Thank you @BTullis for all the details. Now I know what DSE means. If the doc could be public, even better. The project description at https://phabricator.wikimedia.org/project/profile/5959/ is also helpful though for the casual observer.

dzahn@cumin1001:~$ sudo cookbook sre.ganeti.makevm --vcpus 2 --memory 4 --disk 20 --network private eqiad_C dse-k8s-ctrl1001
Ready to create Ganeti VM dse-k8s-ctrl1001.eqiad.wmnet in the ganeti01.svc.eqiad.wmnet cluster on row C with 2 vCPUs, 4GB of RAM, 20GB of disk in the private network.

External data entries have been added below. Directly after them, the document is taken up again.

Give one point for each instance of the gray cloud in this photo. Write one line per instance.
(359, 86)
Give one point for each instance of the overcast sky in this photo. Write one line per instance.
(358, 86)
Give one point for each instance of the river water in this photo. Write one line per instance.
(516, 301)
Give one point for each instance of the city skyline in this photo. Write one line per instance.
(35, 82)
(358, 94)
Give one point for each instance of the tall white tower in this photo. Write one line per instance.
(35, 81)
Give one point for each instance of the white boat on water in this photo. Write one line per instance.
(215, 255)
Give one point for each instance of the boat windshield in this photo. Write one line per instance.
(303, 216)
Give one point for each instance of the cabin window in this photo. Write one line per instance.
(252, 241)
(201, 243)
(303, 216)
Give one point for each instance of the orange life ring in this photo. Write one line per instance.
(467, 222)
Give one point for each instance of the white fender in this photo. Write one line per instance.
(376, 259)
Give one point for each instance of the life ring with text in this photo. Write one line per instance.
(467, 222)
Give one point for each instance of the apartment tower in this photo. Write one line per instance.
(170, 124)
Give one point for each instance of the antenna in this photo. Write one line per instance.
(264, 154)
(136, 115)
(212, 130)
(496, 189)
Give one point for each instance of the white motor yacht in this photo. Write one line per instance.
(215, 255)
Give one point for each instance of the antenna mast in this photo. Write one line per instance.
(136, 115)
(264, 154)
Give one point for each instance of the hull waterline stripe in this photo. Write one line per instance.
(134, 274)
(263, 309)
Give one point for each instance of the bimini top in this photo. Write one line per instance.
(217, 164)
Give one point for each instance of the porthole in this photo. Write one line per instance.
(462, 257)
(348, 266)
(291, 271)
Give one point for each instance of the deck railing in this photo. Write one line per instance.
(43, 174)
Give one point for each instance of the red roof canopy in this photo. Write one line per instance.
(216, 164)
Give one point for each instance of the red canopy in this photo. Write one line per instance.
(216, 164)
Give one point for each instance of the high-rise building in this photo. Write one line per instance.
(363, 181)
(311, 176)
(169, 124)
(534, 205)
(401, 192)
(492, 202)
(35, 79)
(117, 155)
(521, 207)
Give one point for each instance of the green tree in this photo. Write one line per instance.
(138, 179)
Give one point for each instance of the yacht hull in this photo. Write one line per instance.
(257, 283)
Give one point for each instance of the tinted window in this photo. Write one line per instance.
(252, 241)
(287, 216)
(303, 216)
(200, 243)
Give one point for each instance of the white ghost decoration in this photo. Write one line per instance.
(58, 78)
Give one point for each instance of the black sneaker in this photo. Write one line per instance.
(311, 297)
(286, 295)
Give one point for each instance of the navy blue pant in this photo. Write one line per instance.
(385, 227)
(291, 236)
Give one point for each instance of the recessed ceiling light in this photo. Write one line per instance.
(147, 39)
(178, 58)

Allocated IPv4 10.64.32.177/22
Set DNS name of IP 10.64.32.177/22 to dse-k8s-ctrl1001.eqiad.wmnet
Allocated IPv6 2620:0:861:103:10:64:32:177/64 with DNS name dse-k8s-ctrl1001.eqiad.wmnet

@BTullis I tried to create one for you but the cookbook failed at the DNS update step:

FAIL ...100% (14/14) [00:23<00:00,  1.68s/hosts]
100.0% (14/14) of nodes failed to execute command 'cd /srv/authdns/...nippets --deploy': authdns[1001,2001].wikimedia.org,dns[1001-1002,2001-2002,3001-3002,4001-4002,5001-5002,6001-6002].wikimedia.org
0.0% (0/14) success ratio (< 100.0% threshold) for command: 'cd /srv/authdns/...nippets --deploy'. Aborting.
0.0% (0/14) success ratio (< 100.0% threshold) of nodes successfully executed all commands. Aborting.
Failed to run spicerack.remote.RemoteHosts.run_sync: Cumin execution failed (exit_code=2)
==> What do you want to do? "retry" the last command, manually fix the issue and "skip" the last command to continue the execution or completely "abort" the execution.

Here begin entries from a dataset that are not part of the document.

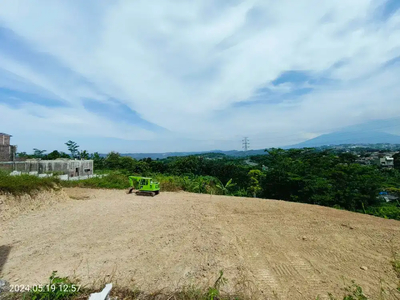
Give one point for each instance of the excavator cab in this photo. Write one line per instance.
(143, 186)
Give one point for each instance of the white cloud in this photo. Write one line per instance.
(183, 65)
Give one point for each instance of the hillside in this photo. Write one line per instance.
(350, 137)
(266, 247)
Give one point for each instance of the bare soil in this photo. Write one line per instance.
(275, 249)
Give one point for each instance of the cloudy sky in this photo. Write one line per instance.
(161, 75)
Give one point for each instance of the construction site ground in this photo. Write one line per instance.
(268, 248)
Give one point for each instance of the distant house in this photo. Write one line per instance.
(7, 151)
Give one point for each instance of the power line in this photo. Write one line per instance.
(246, 143)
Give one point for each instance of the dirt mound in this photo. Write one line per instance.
(290, 250)
(12, 206)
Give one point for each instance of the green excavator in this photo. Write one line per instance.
(143, 186)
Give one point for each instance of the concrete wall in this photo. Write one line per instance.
(4, 140)
(7, 153)
(72, 168)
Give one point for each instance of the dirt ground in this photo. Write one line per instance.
(276, 249)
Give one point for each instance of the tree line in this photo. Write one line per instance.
(323, 177)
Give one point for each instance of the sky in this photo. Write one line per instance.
(163, 76)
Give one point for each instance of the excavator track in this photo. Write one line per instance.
(151, 194)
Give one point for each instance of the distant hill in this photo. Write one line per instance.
(172, 154)
(350, 137)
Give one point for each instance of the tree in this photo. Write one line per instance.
(255, 176)
(73, 148)
(225, 188)
(397, 160)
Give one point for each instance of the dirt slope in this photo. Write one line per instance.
(294, 251)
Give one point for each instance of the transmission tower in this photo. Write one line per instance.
(246, 144)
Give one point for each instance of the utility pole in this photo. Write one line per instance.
(246, 144)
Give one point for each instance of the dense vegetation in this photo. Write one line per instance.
(329, 177)
(300, 175)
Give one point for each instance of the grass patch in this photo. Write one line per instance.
(26, 184)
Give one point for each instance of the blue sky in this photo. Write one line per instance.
(155, 76)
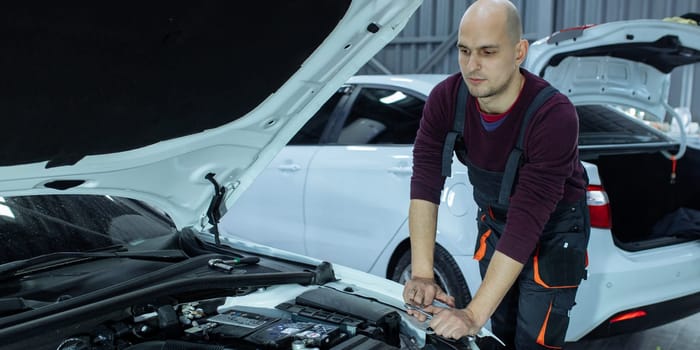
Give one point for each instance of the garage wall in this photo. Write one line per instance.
(427, 43)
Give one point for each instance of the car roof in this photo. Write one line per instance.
(420, 83)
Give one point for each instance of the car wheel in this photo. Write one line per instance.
(447, 275)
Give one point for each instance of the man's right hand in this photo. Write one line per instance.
(421, 292)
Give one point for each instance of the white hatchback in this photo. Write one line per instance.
(340, 189)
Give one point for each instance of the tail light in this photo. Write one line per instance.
(599, 207)
(629, 316)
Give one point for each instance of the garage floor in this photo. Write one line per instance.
(680, 335)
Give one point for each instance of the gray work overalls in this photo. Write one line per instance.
(535, 312)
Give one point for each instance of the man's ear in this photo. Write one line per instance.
(521, 51)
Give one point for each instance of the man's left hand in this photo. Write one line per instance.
(454, 323)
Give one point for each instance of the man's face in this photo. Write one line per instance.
(488, 58)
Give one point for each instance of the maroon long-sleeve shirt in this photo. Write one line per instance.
(552, 171)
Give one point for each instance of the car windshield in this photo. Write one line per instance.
(603, 125)
(31, 226)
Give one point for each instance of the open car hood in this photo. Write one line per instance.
(145, 100)
(626, 63)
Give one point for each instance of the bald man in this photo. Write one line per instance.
(532, 241)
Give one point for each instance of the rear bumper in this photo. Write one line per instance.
(662, 282)
(654, 315)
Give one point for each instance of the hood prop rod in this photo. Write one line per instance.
(214, 212)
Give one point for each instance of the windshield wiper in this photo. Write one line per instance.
(11, 269)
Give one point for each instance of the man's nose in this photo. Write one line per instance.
(473, 63)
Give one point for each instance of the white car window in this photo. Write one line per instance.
(382, 116)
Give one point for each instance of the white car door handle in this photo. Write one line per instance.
(401, 170)
(289, 167)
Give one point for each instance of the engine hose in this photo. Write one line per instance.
(174, 345)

I picked "abort" and then got back to the same issue when it was trying to remove the DNS name and picked "abort" one more time. So:

END (PASS) - Cookbook sre.dns.wipe-cache (exit_code=0) dse-k8s-ctrl1001.eqiad.wmnet on all recursors

https://phabricator.wikimedia.org/P30044

Ah, I think that this has now been addressed by the Infrastructure-Foundations team and a fix should be deployed on Monday.

Apologies for being vague @Dzahn - I'm happy to create these VMs myself (but equally happy if you would prefer to carry on doing so).

I was mainly seeking a thumbs-up from SRE and creating a ticket for the record.

T311290 has been named as the reason for that issue with the cookbook. Should be fixed already.